“What is that?” said Rouget, looking at his nephew in a stupid way.
“Don’t sign that power of attorney which they want of you before the third of December; put them off till then. Your torturers only want it to enable them to sell the fifty thousand a year you have in the Funds, so that they may run off to Paris and pay for their wedding festivities out of your millions.”
“I am afraid so,” replied Rouget.
“Well, whatever they may say or do to you, put off giving that power of attorney until next week.”
“Yes; but when Flore talks to me she stirs my very soul, till I don’t know what I do. I give you my word, when she looks at me in a certain way, her blue eyes seem like paradise, and I am no longer master of myself,—especially when for some days she had been harsh to me.”
“Well, whether she is sweet or sour, don’t do more than promise to sign the paper, and let me know the night before you are going to do it. That will answer. Maxence shall not be your proxy unless he first kills me. If I kill him, you must agree to take me in his place, and I’ll undertake to break in that handsome girl and keep her at your beck and call. Yes, Flore shall love you, and if she doesn’t satisfy you—thunder! I’ll thrash her.”
“Oh! I never could allow that. A blow struck at Flore would break my heart.”
“But it is the only way to govern women and horses. A man makes himself feared, or loved, or respected. Now that is what I wanted to whisper in your ear—Good-morning, gentlemen,” he said to Mignonnet and Carpentier, who came up at the moment; “I am taking my uncle for a walk, as you see, and trying to improve him; for we are in an age when children are obliged to educate their grandparents.”

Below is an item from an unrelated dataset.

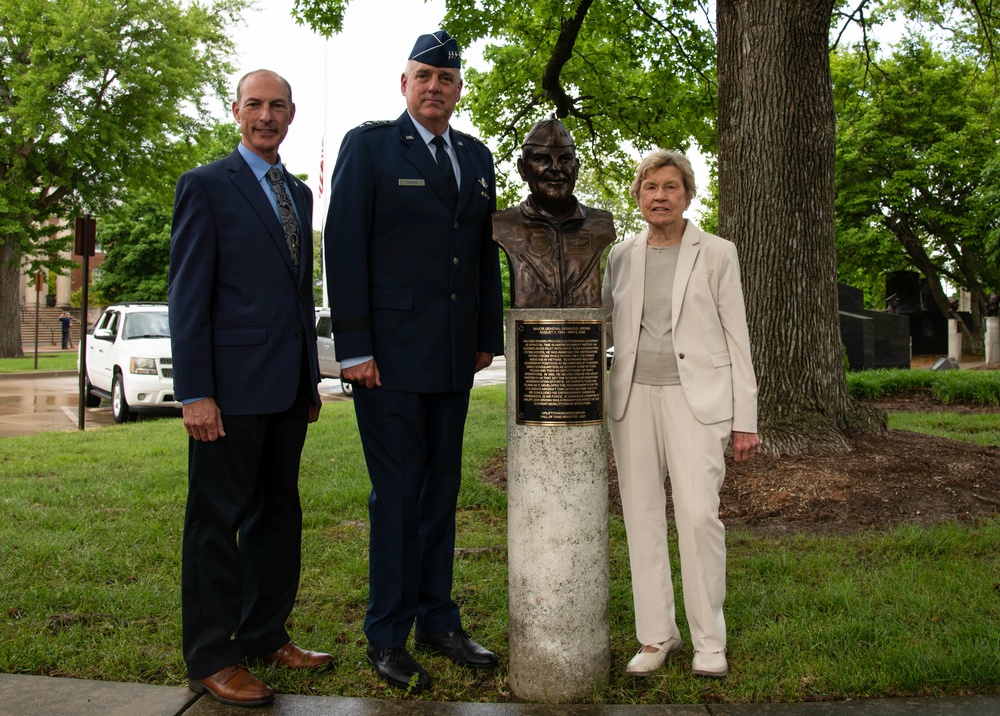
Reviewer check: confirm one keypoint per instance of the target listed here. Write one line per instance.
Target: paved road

They all bowed to each other.
“You behold in my dear uncle the effects of an unhappy passion. Those two want to strip him of his fortune and leave him in the lurch—you know to whom I refer? He sees the plot; but he hasn’t the courage to give up his SUGAR-PLUM for a few days so as to baffle it.”
Philippe briefly explained his uncle’s position.
“Gentlemen,” he remarked, in conclusion, “you see there are no two ways of saving him: either Colonel Bridau must kill Captain Gilet, or Captain Gilet must kill Colonel Bridau. We celebrate the Emperor’s coronation on the day after to-morrow; I rely upon you to arrange the seats at the banquet so that I shall sit opposite to Gilet. You will do me the honor, I hope, of being my seconds.”
“We will appoint you to preside, and sit ourselves on either side of you. Max, as vice-president, will of course sit opposite,” said Mignonnet.
“Oh! the scoundrel will have Potel and Renard with him,” said Carpentier. “In spite of all that Issoudun now knows and says of his midnight maraudings, those two worthy officers, who have already been his seconds, remain faithful to him.”